When I married my husband, I didn’t even think about changing my last name. He asked once or twice, just to make sure we were on the same page, but it was a non-issue for both of us. Of course, both my family and his address all my mail to Mrs. Swenson, but no one else seems particularly concerned with my decision either way.
But this week, I’ve been thinking about what names really tell the people we talk to, especially online — most of our interactions are text, so we all make judgment calls based on names and tiny profile pictures. I even wrote about whether a male name has an affect on business over on Grow Smart Business earlier this week. But there are far more factors than just whether or not you have a feminine name. Your surname can play a part (and in ways you might never expect).
Less Professional Respect with a New Name
Among other things, studies imply that a woman who keeps her name after marriage has a better chance of landing work and earning more:
Women who took their partner’s name appear to be different from women who kept their own name on a variety of demographics and beliefs, which are more or less associated with the female stereotype (Study 1). Subsequent studies show that women’s surnames are used as a cue for judgment (Studies 2-4). A woman who took her partner’s name or a hyphenated name was judged as more caring, more dependent, less intelligent, more emotional, less competent, and less ambitious in comparison with a woman who kept her own name. A woman with her own name, on the other hand, was judged as less caring, more independent, more ambitious, more intelligent, and more competent, which was similar to an unmarried woman living together or a man. Finally, a job applicant who took her partner’s name, in comparison with one with her own name, was less likely to be hired for a job and her monthly salary was estimated €861,21 lower (calculated to a working life, €361.708,20).
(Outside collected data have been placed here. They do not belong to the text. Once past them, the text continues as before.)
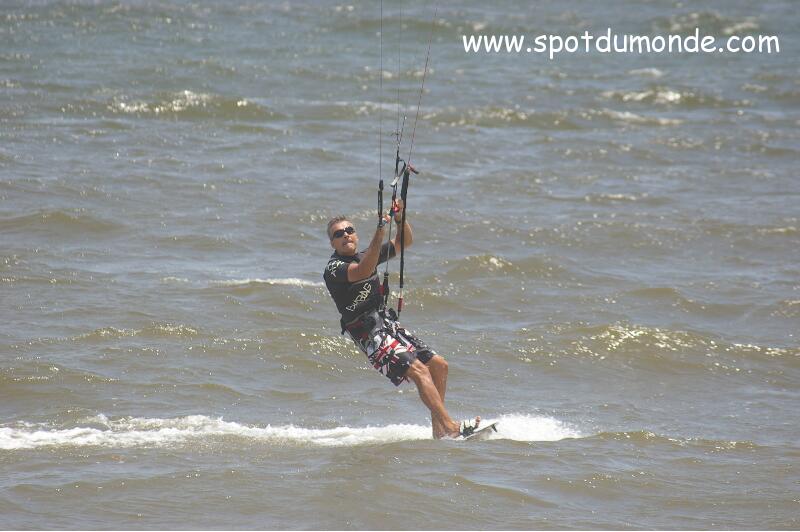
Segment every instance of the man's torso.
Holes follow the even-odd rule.
[[[390,249],[391,256],[394,256],[394,247],[390,243],[383,244],[378,264],[386,261]],[[342,315],[343,323],[349,323],[361,314],[376,310],[380,306],[380,280],[377,269],[366,279],[354,283],[347,280],[348,266],[353,262],[361,262],[364,253],[360,251],[349,257],[334,253],[325,267],[323,274],[325,285]]]

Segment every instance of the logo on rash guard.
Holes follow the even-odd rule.
[[[356,307],[366,301],[369,298],[370,293],[372,293],[372,285],[370,283],[364,283],[364,286],[361,287],[361,290],[358,292],[358,295],[353,300],[351,305],[346,306],[345,308],[350,312],[353,312]]]
[[[344,264],[344,261],[341,260],[332,260],[328,263],[328,272],[333,276],[336,277],[336,268]]]

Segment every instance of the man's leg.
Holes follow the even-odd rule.
[[[406,377],[414,381],[419,391],[420,399],[431,411],[431,420],[433,421],[433,437],[436,439],[444,436],[455,437],[459,434],[461,428],[459,424],[450,417],[444,407],[444,401],[439,395],[439,390],[433,382],[433,377],[428,367],[420,362],[414,360],[409,366],[405,374]],[[480,423],[480,418],[476,419],[476,425]]]
[[[458,423],[450,418],[447,410],[444,407],[439,391],[433,383],[431,372],[427,366],[419,360],[414,360],[406,371],[406,377],[414,381],[419,391],[419,397],[428,410],[431,411],[431,419],[433,420],[433,437],[439,439],[443,436],[456,436],[458,435]]]
[[[447,391],[447,360],[439,355],[433,355],[427,366],[431,372],[436,391],[439,392],[439,397],[444,401],[444,394]]]
[[[428,366],[428,371],[431,372],[431,378],[433,379],[433,385],[436,386],[436,391],[439,392],[439,397],[442,399],[442,402],[444,402],[444,394],[447,391],[447,361],[439,355],[433,355],[433,358],[425,365]],[[446,427],[436,419],[433,412],[431,412],[431,426],[433,427],[434,437],[436,437],[437,433],[441,434],[447,432]]]

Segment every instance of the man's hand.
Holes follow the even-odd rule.
[[[376,231],[382,232],[384,227],[386,227],[386,224],[388,224],[391,220],[392,219],[389,216],[389,214],[384,214],[383,216],[381,216],[378,219],[378,228],[377,228]]]
[[[394,214],[394,222],[397,224],[403,223],[403,200],[396,199],[392,202],[392,211]]]

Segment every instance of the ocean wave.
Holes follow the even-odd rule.
[[[644,205],[662,205],[665,197],[645,197],[635,195],[637,202]],[[556,201],[617,204],[622,201],[632,201],[632,198],[612,198],[608,196],[588,195],[579,197],[552,197]],[[679,249],[686,242],[697,238],[694,233],[675,227],[668,227],[655,223],[633,222],[619,219],[591,219],[578,220],[570,224],[561,224],[553,227],[535,227],[528,232],[527,240],[533,245],[545,243],[583,247],[591,245],[596,251],[601,249],[613,251],[618,249],[618,242],[625,242],[626,249],[650,253],[666,253]]]
[[[601,432],[595,437],[603,440],[630,441],[637,444],[668,444],[679,447],[701,447],[709,452],[745,450],[751,451],[759,446],[751,441],[713,440],[705,438],[682,438],[656,434],[649,430],[627,432]]]
[[[465,263],[464,266],[470,270],[477,268],[490,272],[508,270],[513,267],[510,260],[503,257],[495,257],[494,255],[472,255],[459,262]]]
[[[42,210],[0,220],[2,231],[45,230],[61,235],[77,234],[82,237],[87,233],[108,233],[121,227],[117,223],[93,216],[85,209]]]
[[[271,120],[282,117],[280,113],[247,98],[231,98],[190,90],[157,94],[152,101],[116,96],[106,108],[115,114],[137,116],[237,120]]]
[[[684,299],[669,290],[661,290],[660,295]],[[775,363],[786,367],[800,364],[800,348],[731,343],[699,332],[645,325],[614,323],[567,328],[559,333],[576,338],[563,355],[659,373],[768,373],[774,371]],[[537,354],[536,348],[530,351]]]
[[[583,197],[587,203],[615,203],[620,201],[645,201],[650,199],[650,194],[643,192],[641,194],[624,194],[624,193],[600,193],[600,194],[586,194]]]
[[[613,109],[592,109],[588,111],[590,116],[607,118],[614,122],[623,124],[636,124],[645,126],[679,126],[683,120],[678,118],[666,118],[662,116],[647,116],[643,114],[631,113],[630,111],[615,111]]]
[[[188,284],[191,281],[186,277],[175,277],[173,275],[169,275],[167,277],[162,277],[161,282],[167,284]]]
[[[693,34],[702,28],[702,35],[740,35],[761,29],[755,17],[731,18],[715,11],[679,13],[669,17],[657,17],[652,25],[658,33]]]
[[[144,336],[151,338],[166,338],[173,336],[197,336],[197,329],[183,324],[174,323],[153,323],[150,327],[143,329],[118,329],[116,327],[102,327],[90,333],[80,334],[72,337],[73,341],[83,340],[106,340],[120,339],[134,336]]]
[[[324,288],[325,283],[322,281],[311,281],[308,279],[300,279],[297,277],[276,277],[262,279],[260,277],[248,277],[245,279],[219,279],[209,281],[207,284],[199,281],[192,281],[186,277],[167,276],[162,277],[161,282],[165,284],[176,285],[197,285],[197,286],[212,286],[212,287],[233,287],[233,288],[252,288],[259,285],[267,286],[294,286],[299,288]]]
[[[783,218],[777,223],[762,225],[745,221],[727,221],[717,218],[699,218],[693,221],[697,233],[730,242],[746,242],[747,245],[760,246],[767,242],[779,243],[784,239],[797,237],[797,218]]]
[[[796,159],[798,155],[798,151],[794,148],[782,148],[776,146],[770,146],[769,144],[765,144],[763,142],[753,142],[751,144],[743,144],[740,145],[741,149],[745,153],[756,153],[761,155],[766,155],[770,158],[777,158],[777,157],[791,157],[792,159]],[[734,149],[737,149],[733,146]]]
[[[548,130],[579,130],[583,127],[572,119],[568,111],[542,112],[520,106],[485,106],[427,110],[423,118],[435,126],[449,127],[508,127],[522,126]]]
[[[580,336],[582,340],[575,342],[577,351],[601,359],[616,352],[634,350],[639,353],[642,348],[658,348],[650,356],[660,358],[663,356],[661,353],[684,351],[713,343],[713,340],[682,331],[619,323],[590,327],[584,329]]]
[[[756,229],[756,232],[761,235],[796,235],[800,230],[794,225],[784,227],[762,227]]]
[[[435,39],[437,35],[440,35],[440,32],[453,26],[453,23],[444,17],[431,19],[430,14],[428,14],[428,17],[420,16],[413,10],[404,11],[402,18],[396,12],[387,12],[383,17],[383,21],[381,21],[377,17],[364,16],[352,5],[335,6],[333,13],[330,15],[330,20],[335,24],[335,31],[342,33],[360,31],[374,34],[374,32],[380,31],[382,26],[399,28],[402,24],[404,35],[407,38],[412,38],[411,36],[413,35],[413,38],[417,39],[427,38],[431,29],[434,31]]]
[[[307,279],[298,279],[296,277],[276,278],[276,279],[229,279],[223,281],[211,281],[215,286],[253,286],[259,284],[266,284],[270,286],[298,286],[301,288],[322,288],[325,283],[322,281],[309,281]]]
[[[73,369],[62,365],[44,362],[21,362],[14,367],[0,368],[0,384],[61,384],[110,383],[117,379],[105,377],[90,371]],[[49,387],[47,388],[50,389]]]
[[[494,440],[531,442],[581,437],[577,430],[549,417],[511,414],[497,420],[487,419],[485,423],[492,421],[500,422],[498,432],[490,437]],[[431,439],[428,425],[342,426],[332,429],[295,425],[264,427],[204,415],[168,419],[124,417],[116,420],[99,415],[84,420],[83,425],[55,428],[17,422],[0,427],[0,449],[13,451],[50,447],[173,447],[198,440],[208,443],[209,439],[214,438],[237,438],[245,442],[271,445],[352,447]]]
[[[298,347],[303,349],[304,352],[309,352],[316,356],[350,358],[357,351],[353,342],[341,334],[325,336],[316,333],[308,335],[300,333],[300,337],[302,341],[298,342]],[[358,354],[361,355],[361,353]]]
[[[77,273],[77,272],[76,272]],[[54,284],[64,284],[64,285],[75,285],[75,284],[92,284],[91,282],[87,282],[86,279],[79,279],[77,277],[70,277],[69,273],[60,277],[50,277],[49,275],[45,276],[34,276],[34,275],[12,275],[10,277],[1,277],[0,282],[2,283],[24,283],[24,284],[32,284],[32,285],[54,285]]]
[[[46,383],[56,379],[60,371],[61,368],[56,365],[40,363],[24,367],[0,368],[0,383],[5,385],[13,383]]]
[[[783,103],[786,105],[789,104],[797,104],[800,103],[800,90],[794,88],[778,88],[778,87],[764,87],[764,86],[749,86],[747,90],[750,92],[756,93],[764,93],[769,99]],[[770,122],[775,121],[778,117],[780,118],[789,118],[791,117],[784,117],[784,116],[773,116],[770,115]]]
[[[657,68],[637,68],[629,70],[628,74],[631,76],[641,76],[646,78],[660,78],[664,76],[664,71]]]
[[[152,326],[142,329],[140,334],[155,338],[165,338],[170,336],[197,336],[198,331],[194,327],[180,323],[154,323]]]
[[[349,80],[349,76],[344,79]],[[304,100],[302,116],[305,120],[351,120],[353,116],[377,116],[378,113],[394,113],[397,106],[389,102],[374,100]],[[308,126],[311,127],[311,126]],[[326,127],[324,124],[313,124],[313,127]],[[330,126],[334,128],[335,126]]]
[[[616,100],[622,103],[642,103],[661,106],[681,106],[689,108],[698,107],[732,107],[741,106],[742,101],[732,101],[702,94],[694,90],[675,90],[668,87],[653,87],[645,90],[608,90],[601,96],[607,100]]]
[[[446,279],[464,280],[481,277],[485,273],[492,275],[525,275],[526,278],[551,278],[561,275],[565,268],[553,259],[543,256],[515,259],[513,262],[501,256],[491,254],[470,255],[454,261],[445,261],[448,267]]]
[[[320,163],[323,164],[351,161],[351,155],[324,147],[323,148],[292,147],[292,148],[287,148],[286,153],[289,153],[299,159],[309,161],[309,164],[314,164],[314,162],[316,161],[319,161]]]
[[[157,242],[159,247],[165,249],[185,247],[198,251],[229,251],[231,248],[240,246],[237,242],[231,241],[224,236],[212,236],[198,233],[163,236],[159,237]]]
[[[770,316],[774,318],[800,318],[800,299],[784,299],[772,305]]]
[[[497,432],[488,438],[490,440],[537,442],[584,437],[584,434],[577,428],[547,416],[505,414],[496,419],[485,419],[483,423],[489,424],[494,421],[499,421],[499,424]]]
Source: “What’s in a Name? 361.708 Euros: The Effects of Marital Name Change” from Basic and Applied Social Psychology, Volume 32, Issue 1 March 2010 , pages 17 – 25 via Bakadesuyo
I’d love to see a similar study on women who freelance: I’m not sure how the numbers would actually play out. After all, most freelancers have already proved that we’re more ambitious just by striking out on our own. There are definitely other factors at play.
The Marketing Cost of a New Name
One of the issues that I’ve been hearing more and more when I talk to freelance writers who work primarily online, interestingly enough, is that not every woman feels like changing her name is even an option now. When you’ve invested years in building profiles on social networking sites, making sure your name can be found in any search engine and telling editors just how to spell your byline, the idea of changing names is downright scary. And what if you fall in love with someone whose last name happens to be Smith? Good luck landing a domain name then!
Women in academia have been dealing with this question for decades: when you’ve published under your maiden name, trying to get recognition under an entirely different name can’t be easy. But I think personal branding and search engines have brought the question to a whole new level. I don’t think I could afford to change my name if push came to shove.
The solution, for some women, has been to change their legal names while continuing to use their maiden names professionally. It’s an option, but not the only one.
A Side Note
I don’t think this is simply a question for women planning to get married. I’ve got plenty of friends of both genders who have changed names — two of my friends both changed their last names when they got married, a (male) cousin of mine changed his last name so that a family name would not die out, and so on.